Videos of Louisiana state troopers beating Black men have been hidden and concealed by supervisors for years and reveal a pattern of violence, an Associated Press investigation shows.
In the past decade, there have been a dozen cases in which Louisiana State Police troopers or their superiors overlooked or concealed evidence of beatings or hampered attempts to root out misconduct.
The review comes as state police in Louisiana face scrutiny over violent incidents involving white officers and Black men.
Ronald Greene, a 49-year-old Black motorist, died in 2019 during an arrest after he eluded a traffic stop then led troopers on a high-speed chase.
Police initially told Greene’s family he died as a result of a crash at the end of the chase despite little damage to his vehicle. Later, authorities acknowledged there had been a struggle. Finally, in May of 2021, body camera footage showing that Greene was dragged, tased and beaten as he begged for mercy prior to his death was published by the AP.
Hours after Master Trooper Chris Hollingsworth learned he would be fired following an internal investigation into Greene’s death, he died in a car crash. Hollingsworth was filmed on body camera footage bragging that he “beat the ever-living f–k” out of Greene.
Trooper Kory York, who was seen dragging Greene, was suspended without pay for 50 hours but has returned to duty pending the outcome of an ongoing federal investigation.
This week, Lt. John Clary, who had been accused of hiding footage of the encounter that was mysteriously missing from an investigative file sent to prosecutors was cleared of all wrongdoing.
Footage made public in August of another May 2019 traffic stop showed that Louisiana troopers hit 46-year-old Aaron Larry Bowman in the head and body 18 times with a flashlight. The incident took place three weeks after Greene died.
Bowman was forcefully removed from his vehicle by troopers following a traffic violation and beaten with an 8-inch aluminum flashlight by trooper Jacob Brown, who later justified his actions as “pain compliance.”
“I kept thinking I was going to die that night,” Bowman told The Associated Press after watching footage of the encounter “It was like reliving it all over again. By watching it, I broke down all over again.”
It took 546 days and a lawsuit filed by Bowman in October 2020 for the footage to be released. Brown was arrested in December on one count of aggravated battery and one count of malfeasance in office following an investigation by the LSP Bureau of Investigations.
In the case of 20-year-old marijuana suspect DeShawn Washington, a trooper was captured on dash camera footage grabbing him by the hair and slamming his head into the hood of a police cruiser. The stop also occurred in 2019, a few months before the incidents involving Greene and Bowman.
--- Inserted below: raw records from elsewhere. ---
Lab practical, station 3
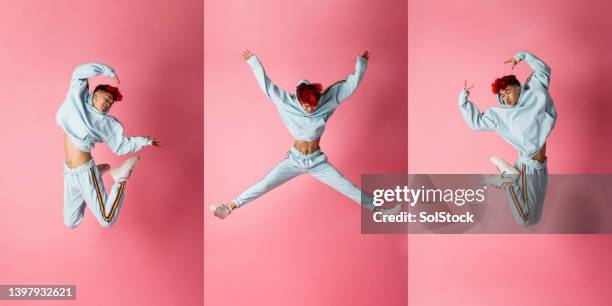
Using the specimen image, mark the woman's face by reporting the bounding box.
[300,103,317,113]
[93,91,115,113]
[499,85,521,106]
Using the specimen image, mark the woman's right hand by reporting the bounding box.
[242,49,255,61]
[463,80,474,96]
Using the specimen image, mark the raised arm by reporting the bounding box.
[102,118,152,155]
[512,51,550,88]
[70,63,119,87]
[243,50,289,104]
[330,51,369,103]
[459,81,497,131]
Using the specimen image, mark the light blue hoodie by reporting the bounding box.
[247,55,368,141]
[55,63,152,155]
[459,51,557,158]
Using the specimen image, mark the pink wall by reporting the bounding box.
[204,0,407,305]
[0,0,203,305]
[408,0,612,306]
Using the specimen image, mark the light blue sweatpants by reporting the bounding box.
[234,147,374,210]
[505,157,548,226]
[64,159,125,228]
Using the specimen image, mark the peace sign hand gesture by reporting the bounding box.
[463,80,474,96]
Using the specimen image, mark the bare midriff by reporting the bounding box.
[531,143,546,163]
[293,138,321,154]
[64,134,92,169]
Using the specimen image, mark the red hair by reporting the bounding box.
[296,83,323,107]
[94,84,123,102]
[491,75,521,94]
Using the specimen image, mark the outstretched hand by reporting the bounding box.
[504,57,519,69]
[361,50,370,60]
[242,49,255,61]
[147,136,161,148]
[463,80,474,96]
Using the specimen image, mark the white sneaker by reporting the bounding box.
[482,155,519,189]
[208,203,232,220]
[110,156,140,183]
[96,164,110,176]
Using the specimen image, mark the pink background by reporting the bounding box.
[0,0,203,305]
[408,0,612,306]
[204,0,407,305]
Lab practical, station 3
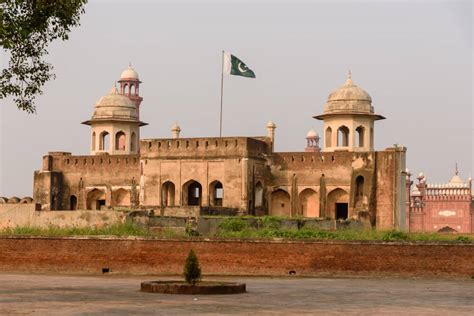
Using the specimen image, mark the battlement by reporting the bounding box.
[140,137,271,158]
[43,153,140,171]
[273,151,375,169]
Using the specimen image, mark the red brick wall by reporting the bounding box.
[0,237,474,277]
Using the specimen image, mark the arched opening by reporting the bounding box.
[299,189,319,217]
[161,181,175,206]
[69,195,77,211]
[112,188,130,206]
[183,180,202,206]
[324,127,332,147]
[92,132,95,150]
[255,181,263,207]
[356,126,365,147]
[337,126,349,147]
[355,176,364,206]
[115,131,126,151]
[271,189,291,216]
[326,188,349,219]
[99,131,110,150]
[20,196,33,204]
[86,189,105,210]
[438,226,458,234]
[209,181,224,206]
[130,133,137,152]
[370,127,374,148]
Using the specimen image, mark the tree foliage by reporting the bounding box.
[184,249,201,285]
[0,0,87,113]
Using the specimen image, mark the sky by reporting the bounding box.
[0,0,474,197]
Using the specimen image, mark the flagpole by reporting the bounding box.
[219,51,224,137]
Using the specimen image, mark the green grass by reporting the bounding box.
[0,220,474,243]
[0,223,151,237]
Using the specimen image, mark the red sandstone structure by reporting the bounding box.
[33,67,406,229]
[406,166,474,234]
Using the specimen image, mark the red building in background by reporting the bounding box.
[406,166,474,234]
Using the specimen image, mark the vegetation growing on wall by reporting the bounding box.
[0,216,474,243]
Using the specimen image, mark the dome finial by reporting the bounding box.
[346,69,352,85]
[109,81,118,94]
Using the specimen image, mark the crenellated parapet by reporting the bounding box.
[140,137,271,159]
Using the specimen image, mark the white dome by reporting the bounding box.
[171,122,181,132]
[449,174,464,184]
[267,121,276,128]
[120,66,139,80]
[92,86,138,120]
[306,128,319,138]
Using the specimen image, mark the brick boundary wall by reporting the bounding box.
[0,237,474,277]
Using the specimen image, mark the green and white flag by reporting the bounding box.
[223,52,255,78]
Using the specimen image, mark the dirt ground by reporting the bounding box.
[0,274,474,315]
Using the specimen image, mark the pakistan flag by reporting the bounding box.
[224,52,255,78]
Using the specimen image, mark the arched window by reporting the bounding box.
[337,126,349,147]
[161,181,175,206]
[86,189,106,210]
[355,176,364,205]
[271,189,291,216]
[324,127,332,147]
[92,132,95,150]
[115,131,125,150]
[130,133,136,152]
[209,181,224,206]
[356,126,365,147]
[69,195,77,211]
[255,181,263,207]
[183,180,202,206]
[370,127,374,148]
[99,131,110,150]
[299,189,319,217]
[112,188,131,206]
[326,188,349,219]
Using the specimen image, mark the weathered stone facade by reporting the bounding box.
[34,68,406,229]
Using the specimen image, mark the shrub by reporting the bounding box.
[219,217,247,232]
[260,216,282,229]
[184,222,199,237]
[382,230,408,241]
[184,249,201,285]
[455,236,470,242]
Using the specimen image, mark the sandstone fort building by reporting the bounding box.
[33,67,407,229]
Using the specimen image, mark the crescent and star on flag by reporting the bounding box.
[219,51,255,137]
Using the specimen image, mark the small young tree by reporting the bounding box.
[184,249,201,285]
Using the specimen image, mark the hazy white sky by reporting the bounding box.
[0,0,474,197]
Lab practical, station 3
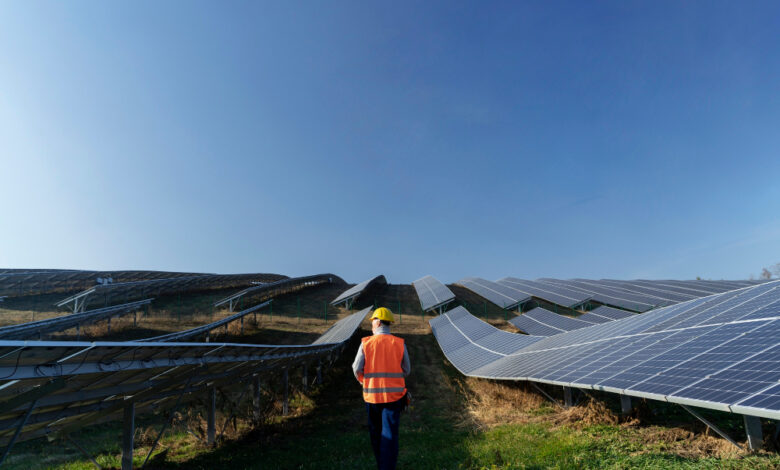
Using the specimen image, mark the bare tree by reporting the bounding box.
[769,263,780,277]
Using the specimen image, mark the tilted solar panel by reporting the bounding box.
[0,309,369,443]
[590,305,636,320]
[412,276,455,312]
[496,277,590,307]
[430,281,780,419]
[455,277,531,309]
[428,307,541,375]
[330,274,387,305]
[538,279,657,312]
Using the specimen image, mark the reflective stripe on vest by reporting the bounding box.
[362,335,406,403]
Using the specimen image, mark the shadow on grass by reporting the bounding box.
[147,333,470,469]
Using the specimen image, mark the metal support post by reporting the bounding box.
[252,377,261,423]
[122,402,135,470]
[680,405,742,450]
[563,387,574,408]
[620,395,632,415]
[206,385,217,446]
[0,399,38,465]
[742,415,764,451]
[282,367,290,416]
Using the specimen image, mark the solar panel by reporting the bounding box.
[412,276,455,312]
[0,309,369,444]
[0,299,153,339]
[577,312,614,323]
[496,277,590,308]
[538,279,656,312]
[509,315,565,336]
[429,306,541,375]
[593,279,696,304]
[455,277,531,310]
[590,305,635,320]
[214,274,345,312]
[330,274,387,308]
[510,307,592,336]
[0,269,287,296]
[430,281,780,419]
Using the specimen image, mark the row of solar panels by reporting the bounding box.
[0,275,368,454]
[0,302,369,445]
[456,277,755,312]
[430,281,780,419]
[56,274,344,311]
[0,269,287,296]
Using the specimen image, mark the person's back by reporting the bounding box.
[352,308,411,470]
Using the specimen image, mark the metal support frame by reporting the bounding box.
[64,434,103,469]
[282,367,290,416]
[217,388,249,441]
[742,415,764,451]
[252,376,261,423]
[620,395,633,415]
[122,402,135,470]
[139,376,192,470]
[680,404,744,450]
[528,381,561,407]
[563,387,574,408]
[206,385,217,446]
[0,399,38,465]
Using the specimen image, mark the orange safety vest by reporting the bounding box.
[358,335,406,403]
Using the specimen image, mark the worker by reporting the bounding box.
[352,307,411,470]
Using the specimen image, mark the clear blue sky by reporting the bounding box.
[0,1,780,283]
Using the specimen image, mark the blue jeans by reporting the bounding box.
[366,399,403,470]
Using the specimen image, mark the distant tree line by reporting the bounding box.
[750,263,780,279]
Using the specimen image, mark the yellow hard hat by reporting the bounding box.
[371,307,395,323]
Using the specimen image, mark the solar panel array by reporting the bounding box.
[57,274,343,311]
[497,277,590,308]
[214,274,344,312]
[429,306,542,375]
[455,277,531,310]
[0,299,153,339]
[509,307,593,336]
[0,269,287,296]
[412,276,455,312]
[138,300,272,342]
[431,281,780,419]
[0,309,370,445]
[330,274,387,308]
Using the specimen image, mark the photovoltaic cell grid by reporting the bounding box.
[537,279,658,312]
[497,277,590,307]
[57,273,326,306]
[0,269,287,296]
[412,276,455,312]
[0,309,369,444]
[455,277,531,309]
[0,299,152,339]
[509,307,593,336]
[432,281,780,419]
[429,306,541,375]
[330,274,387,305]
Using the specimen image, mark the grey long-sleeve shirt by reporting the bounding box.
[352,325,412,382]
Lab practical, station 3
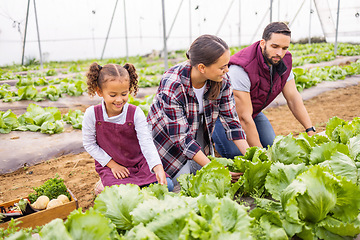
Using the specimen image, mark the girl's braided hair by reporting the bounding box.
[86,62,138,96]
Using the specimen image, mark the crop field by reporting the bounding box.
[0,43,360,240]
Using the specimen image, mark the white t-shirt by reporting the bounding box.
[193,84,206,114]
[82,101,161,172]
[228,65,294,92]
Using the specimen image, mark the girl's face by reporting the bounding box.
[260,33,290,65]
[204,50,230,82]
[96,78,130,117]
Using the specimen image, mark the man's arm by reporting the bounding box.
[282,79,315,136]
[233,90,263,147]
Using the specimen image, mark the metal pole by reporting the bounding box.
[21,0,30,65]
[309,0,312,44]
[124,0,129,61]
[238,0,241,47]
[166,0,184,39]
[101,0,118,60]
[278,0,280,22]
[334,0,340,56]
[270,0,272,23]
[216,0,234,35]
[161,0,169,71]
[189,0,192,46]
[250,8,270,43]
[34,0,43,69]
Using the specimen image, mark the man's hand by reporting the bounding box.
[230,172,244,182]
[153,164,167,185]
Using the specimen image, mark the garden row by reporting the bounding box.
[0,43,360,81]
[2,117,360,240]
[0,56,360,102]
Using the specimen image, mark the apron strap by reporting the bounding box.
[126,104,136,122]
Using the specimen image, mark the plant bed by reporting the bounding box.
[0,188,78,229]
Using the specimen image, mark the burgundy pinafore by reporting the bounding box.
[94,104,157,186]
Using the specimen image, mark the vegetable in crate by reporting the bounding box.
[29,175,70,203]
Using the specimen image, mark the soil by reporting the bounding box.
[0,84,360,212]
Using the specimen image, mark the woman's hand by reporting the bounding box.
[230,172,244,182]
[106,159,130,179]
[153,164,167,185]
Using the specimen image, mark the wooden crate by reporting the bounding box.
[0,189,78,229]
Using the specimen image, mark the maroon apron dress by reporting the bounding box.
[94,104,157,186]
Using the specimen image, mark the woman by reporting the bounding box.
[147,35,249,184]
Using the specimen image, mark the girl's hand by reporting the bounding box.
[153,164,167,185]
[106,159,130,179]
[230,172,244,182]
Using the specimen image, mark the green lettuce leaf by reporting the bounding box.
[39,218,76,240]
[130,195,192,225]
[146,208,192,240]
[318,216,360,238]
[94,184,144,231]
[281,166,337,223]
[124,223,160,240]
[0,109,19,133]
[319,152,358,184]
[179,161,231,198]
[250,208,289,240]
[325,116,345,142]
[310,142,349,164]
[211,197,253,239]
[268,134,304,164]
[64,208,118,240]
[234,157,272,196]
[348,134,360,162]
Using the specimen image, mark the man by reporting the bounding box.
[212,22,315,158]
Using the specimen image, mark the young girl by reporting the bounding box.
[82,63,172,192]
[147,35,249,183]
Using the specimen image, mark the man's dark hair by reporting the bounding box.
[262,22,291,41]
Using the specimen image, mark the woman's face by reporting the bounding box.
[203,50,230,82]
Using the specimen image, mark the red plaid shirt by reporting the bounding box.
[147,61,245,177]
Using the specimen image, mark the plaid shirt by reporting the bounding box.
[147,61,245,177]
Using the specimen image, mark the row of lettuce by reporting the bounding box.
[0,95,154,134]
[293,59,360,91]
[0,43,360,81]
[6,117,360,240]
[0,75,160,102]
[0,56,360,102]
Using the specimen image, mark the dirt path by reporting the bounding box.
[0,82,360,209]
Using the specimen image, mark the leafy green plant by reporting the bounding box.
[0,109,20,133]
[40,85,61,101]
[16,103,64,134]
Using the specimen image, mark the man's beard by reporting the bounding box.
[263,45,282,66]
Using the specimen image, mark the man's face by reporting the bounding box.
[260,33,290,65]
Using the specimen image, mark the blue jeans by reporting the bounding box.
[212,112,275,159]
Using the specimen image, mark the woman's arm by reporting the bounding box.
[134,107,162,172]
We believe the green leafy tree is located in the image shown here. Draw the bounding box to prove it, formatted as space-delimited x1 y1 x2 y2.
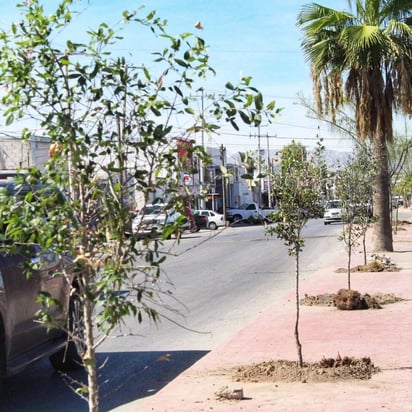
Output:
0 0 274 411
335 142 375 289
267 142 323 367
297 0 412 251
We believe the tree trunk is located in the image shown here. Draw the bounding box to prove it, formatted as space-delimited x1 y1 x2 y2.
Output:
83 299 99 412
295 250 303 368
348 242 352 290
372 136 393 252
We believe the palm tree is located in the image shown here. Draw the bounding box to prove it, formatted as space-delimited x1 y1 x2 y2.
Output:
297 0 412 251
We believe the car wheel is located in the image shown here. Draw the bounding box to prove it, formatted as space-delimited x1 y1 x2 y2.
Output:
49 294 84 371
209 222 217 230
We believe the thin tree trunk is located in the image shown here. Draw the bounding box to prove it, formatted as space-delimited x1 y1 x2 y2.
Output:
373 136 393 252
362 231 368 266
295 251 303 368
83 299 99 412
348 242 352 290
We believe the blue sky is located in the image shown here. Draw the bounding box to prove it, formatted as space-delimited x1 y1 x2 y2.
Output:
0 0 350 158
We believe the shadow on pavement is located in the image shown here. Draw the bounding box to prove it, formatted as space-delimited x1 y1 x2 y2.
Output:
0 351 208 412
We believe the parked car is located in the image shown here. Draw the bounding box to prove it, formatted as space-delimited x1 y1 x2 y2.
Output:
0 180 83 379
132 203 199 239
323 200 342 225
193 210 226 230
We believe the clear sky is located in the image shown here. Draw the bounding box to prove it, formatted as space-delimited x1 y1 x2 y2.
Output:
0 0 350 159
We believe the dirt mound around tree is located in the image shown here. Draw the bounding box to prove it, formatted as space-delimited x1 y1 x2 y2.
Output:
300 289 404 310
233 356 379 382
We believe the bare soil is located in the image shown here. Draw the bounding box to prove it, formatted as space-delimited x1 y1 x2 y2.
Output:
300 293 403 309
230 256 403 386
233 356 379 382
Federal prosecutors are now probing a possible pattern of racial abuses by the state police, attorneys for victims announced in June.
“The original investigation of Ronald Greene mushroomed into a larger investigation of the entire agency: policies, practices, procedures, incidents, leadership,” attorney Lee Merritt said prosecutors told him. “It’s a wide-ranging investigation.”
The majority of those beaten in cases reviewed by AP were Black. A tally by the agency itself indicates that 67 percent of use of force incidents involve Black people, or double the percentage of the state’s Black population.
The AP reported in June that a secret panel tasked with examining whether officers systematically target Black motorists for abuse was shut down.
“Hyper-aggressiveness is winked upon and nodded and allowed to go on,” said Andrew Scott, a use-of-force expert who reviewed the videos “It’s very clear that the agency accepts that type of behavior.”